Récits

On se regarderait bien un bon biofilm, ce soir ?

La deuxième phase de mon traitement consiste à détruire les biofilms. 

Afin que tu comprennes en quoi cela consiste, je vais t’inculquer quelques rudiments de biologie. Sache que les bactéries sont un peu comme nous, êtres humains. Elles aiment se regrouper et construire des villes afin d’optimiser leurs compétences, réduire leurs trajets et globaliser leurs ressources. 

Visuellement, cela ressemble un peu à ces pellicules visqueuses qui se forment à la surface des étangs, dans lesquelles les grenouilles pondent leurs œufs. Sauf qu’ici, elles se collent aux organes afin de mieux les coloniser. 

Chez les bactéries comme chez les êtres humains, tout le monde ne s’intègre pas dans la société.

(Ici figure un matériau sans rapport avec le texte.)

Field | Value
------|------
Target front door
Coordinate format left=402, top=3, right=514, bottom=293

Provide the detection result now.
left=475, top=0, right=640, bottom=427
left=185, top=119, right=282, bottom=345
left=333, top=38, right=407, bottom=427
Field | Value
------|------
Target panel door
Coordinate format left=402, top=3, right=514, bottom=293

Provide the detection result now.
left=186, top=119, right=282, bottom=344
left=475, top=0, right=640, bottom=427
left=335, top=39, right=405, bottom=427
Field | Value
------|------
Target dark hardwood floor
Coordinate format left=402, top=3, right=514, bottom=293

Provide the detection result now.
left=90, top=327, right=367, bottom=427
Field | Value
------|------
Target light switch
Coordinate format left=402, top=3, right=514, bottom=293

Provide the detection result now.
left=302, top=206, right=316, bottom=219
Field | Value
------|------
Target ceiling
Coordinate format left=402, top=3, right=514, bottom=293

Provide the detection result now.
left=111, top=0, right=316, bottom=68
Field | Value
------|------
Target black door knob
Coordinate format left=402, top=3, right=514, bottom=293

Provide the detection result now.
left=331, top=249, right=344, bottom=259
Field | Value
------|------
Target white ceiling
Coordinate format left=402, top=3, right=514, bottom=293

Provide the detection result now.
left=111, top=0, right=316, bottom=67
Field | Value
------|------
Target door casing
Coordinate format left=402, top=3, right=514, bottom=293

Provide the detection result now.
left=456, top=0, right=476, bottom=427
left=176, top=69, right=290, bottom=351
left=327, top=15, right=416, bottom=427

Il y a celles qui s’échappent du biofilm et vont migrer vers un ailleurs plus prometteur. Les plus virulentes. Les libre-penseuses. Elles s’en vont créer une autre société plus utopique sur un autre organe. C’est comme cela qu’à mon insu, je suis devenue un vrai continent. 

Tu m’étonnes que je sois fatiguée : elles me prennent pour un buffet à volonté. Et vas-y que je te pompe des nutriments, et vas-y que je te taxe un peu de sucre, et vas-y que je t’aspire la vie petit à petit.

Les biofilms sont très difficiles à détruire car ils se jouent du système immunitaire et peuvent même devenir résistants aux antibiotiques. Seule une molécule, utilisée un peu au hasard Balthazar et destinée au départ à un tout autre usage, donne à présent de bons résultats, enregistrant même quelques rémissions. Tu vas rire, Gary. Parce que le médicament en question est destiné aux alcooliques afin de les aider à se sevrer. Une chance que la pharmacienne me connaisse à présent et qu’elle n’ait pas donné mon signalement à tous les bars du coin. 

Comme j’ai la chance que le Docteur Cyanure soit à la pointe en ce qui concerne le traitement de cette maladie, je suis à présent bénéficiaire de ce médicament. Evidemment, cela n’a pas échappé à Adèle qui s’est exclamée : “Oh mais tu es un cobaye, alors !” Quand je lui ai répondu “Oui, en quelque sorte”, elle a ajouté : “Tu vas passer tes journées à tourner dans ta roue”. Je crois que ma sœur confond cobaye humain avec hamster à poils longs.

De toute façon, il me serait totalement impossible de passer mes journées à tourner dans une roue. Je suis trop épuisée pour cela. Hier, par exemple, après une sieste de trois heures, je me suis installée, les bras ballants, dans un fauteuil sur la terrasse, à côté de mamy Tine. Nous observions au loin Mère et Adèle qui étaient en train de tailler les haies en se disputant parce qu’Adèle essayait de donner à son buisson la forme du visage de Staline et Mère aurait préféré une simple boule. Puis tout à coup, mamy s’est levée de son siège, très lentement, avec le dos voûté. “Tu as besoin de quelques chose?” lui ai-je crié à l’oreille (elle a des bouchons et plus d’appareils). “Non merci”, m’a-t-elle répondu “Je fais simplement un petit tour sur la terrasse”, et elle a commencé à marcher un peu, de long en large, appuyée sur son déambulateur. 

Eh bien, Gary, je vais te dire une chose : jamais je n’aurais eu l’énergie de faire une chose pareille. Alors je suis restée engoncée dans mon fauteuil, observant que j’ai moins d’énergie qu’une vieille dame de 91 ans qui sort de l’hôpital. 

1 réflexion au sujet de “On se regarderait bien un bon biofilm, ce soir ?”

  1. J’ai bon espoir qu’en observant assez longtemps cette haie stalinienne, tu trouves en toi les ressources pour procéder au génocide de cette population bactérienne qui, ayant sans doute interprété trop littéralement la doctrine communiste, pense avoir le droit se partager tes ressources.